Le projet de General Electric-France
S’il tempère sa mise en garde contre un retard dans la formation du gouvernement, Bruno Foucher ne manque pas de décrire les conséquences négatives qui résulteraient d’un immobilisme durable. « CEDRE a pour vocation de relancer l’économie et d’améliorer le quotidien des Libanais qui traversent des difficultés importantes. C’est pour cette raison que nous estimons que certains dossiers pourraient être mis en œuvre de façon prioritaire, comme l’électricité, la gestion des déchets ou encore l’eau qui est au cœur de la conférence de Paris », dit-il.
À Paris, General Electric-France a fait des propositions concrètes pour apporter au Liban la production d’électricité dont il a besoin, cela « dans un délai de dix mois ». Même si d’autres projets sont proposés à ce niveau par d’autres entreprises étrangères, ou encore jusqu’à nouvel ordre par le ministère de l’Énergie (les barges), l’ambassadeur de France défend pour la première fois de manière officielle le projet de GE-France, qu’il pense être le moins coûteux. Mais « c’est à l’État libanais de choisir les projets de réforme les plus économiques pour lui », nuance-t-il.

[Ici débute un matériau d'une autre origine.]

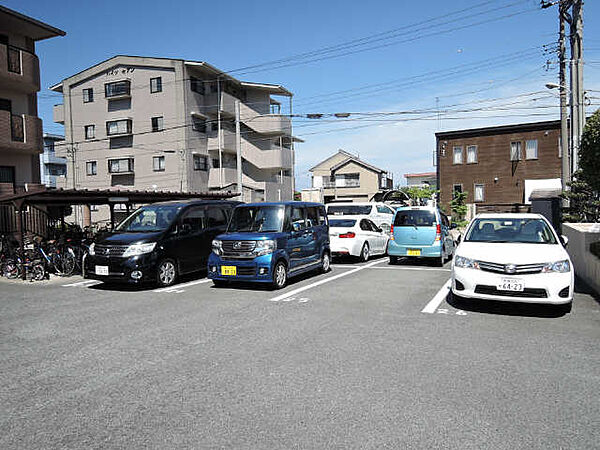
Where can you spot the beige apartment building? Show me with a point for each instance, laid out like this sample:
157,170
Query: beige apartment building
20,127
169,124
345,177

Le comité de suivi de CEDRE
La mise en œuvre du comité de suivi de la conférence de Paris est également en suspens. Ce comité, rappelle l’ambassadeur, sera « chargé de suivre dans le détail la mise en œuvre des réformes et des projets listés dans le (plan national d’investissement en infrastructures – Capital Investment Program, NDLR) CIP ». C’est sur ce point que CEDRE se différencie des autres conférences (Paris 1, 2, 3) tenues dans le passé. Ce comité sera « un lieu d’échanges entre le Liban et les partenaires », non pas « un comité de suivi international contre le Liban ». Il n’a pas encore été constitué, mais il devrait l’être sitôt un gouvernement entré en fonctions.
La visite du président français
Le président Emmanuel Macron a confirmé qu’il entendait se rendre au Liban. Il a différé sa visite prévue en avril pour des raisons de calendrier français. La date de la visite n’a pas encore été fixée, mais devrait intervenir « dans les huit prochains mois, autour de la fin de l’année j’espère », confie M. Foucher. La visite de la ministre française des Armées, initialement fixée au début du mois de juillet, a elle aussi été reportée, faute d’interlocuteurs en position de responsabilité, en l’occurrence le ministre de la Défense en exercice.

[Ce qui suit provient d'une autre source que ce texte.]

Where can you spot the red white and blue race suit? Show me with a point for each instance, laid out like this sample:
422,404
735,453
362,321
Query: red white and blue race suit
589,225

Craintes pour la sécurité du Liban
L’ambassadeur réitère « le vœu que le Liban ne se mêle pas de la crise d’un pays voisin et que le Hezbollah mette fin à sa présence en Syrie. Il y a un risque manifeste d’engrenage dont personne ne veut ici ». Et de réitérer sa position critique contre les implications du parti chiite à l’étranger, qu’il avait formulée une première fois en mars dernier : « Nous considérons le Hezbollah dans sa libanité, en tant que parti politique. Nous lui parlons comme à tout autre parti libanais. En revanche, nous ne reconnaissons pas son activité à l’étranger, qu’il conduit à son compte et sans l’accord du gouvernement libanais. » Et de préciser : « La politique de dissociation est peut-être un discours générique, mais c’est un discours que nous tenons au Hezbollah, quand nous disons qu’il n’a rien à faire en Irak, au Yémen ou encore en Syrie. Le danger d’avoir un pied en Syrie, c’est justement d’entraîner le Liban dans un conflit qui n’est pas le sien », dit-il.

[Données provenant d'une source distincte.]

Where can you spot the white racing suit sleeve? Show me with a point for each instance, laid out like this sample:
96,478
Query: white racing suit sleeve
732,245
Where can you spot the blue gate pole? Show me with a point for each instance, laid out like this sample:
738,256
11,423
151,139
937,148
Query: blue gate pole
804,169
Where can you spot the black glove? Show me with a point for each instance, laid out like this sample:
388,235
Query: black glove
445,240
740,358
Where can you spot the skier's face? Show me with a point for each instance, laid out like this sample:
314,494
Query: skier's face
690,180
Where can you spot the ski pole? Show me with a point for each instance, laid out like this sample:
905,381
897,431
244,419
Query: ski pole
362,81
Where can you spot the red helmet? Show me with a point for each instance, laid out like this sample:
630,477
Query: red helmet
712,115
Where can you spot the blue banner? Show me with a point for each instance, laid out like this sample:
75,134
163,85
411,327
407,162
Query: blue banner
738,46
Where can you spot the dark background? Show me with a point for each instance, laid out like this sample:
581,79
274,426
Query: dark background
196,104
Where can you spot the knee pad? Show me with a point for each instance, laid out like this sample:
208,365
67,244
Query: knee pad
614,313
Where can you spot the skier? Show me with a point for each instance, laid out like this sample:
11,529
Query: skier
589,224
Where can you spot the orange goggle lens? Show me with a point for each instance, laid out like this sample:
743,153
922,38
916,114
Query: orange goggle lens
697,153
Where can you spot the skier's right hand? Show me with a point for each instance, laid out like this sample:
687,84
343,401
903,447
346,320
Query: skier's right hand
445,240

Le régime syrien « trie » les réfugiés
En parallèle, sur le dossier des réfugiés syriens, M. Foucher estime que Damas entrave le retour de ceux qui ont exprimé le souhait de rentrer. Preuve en est, dit-il, la récente expérience de Ersal (nord-est de la Békaa), où, sur les 3 000 inscrits auprès de la municipalité pour rentrer, seuls 449 ont été retenus par le régime. Il souligne « l’exercice de tri » conduit par le pouvoir syrien.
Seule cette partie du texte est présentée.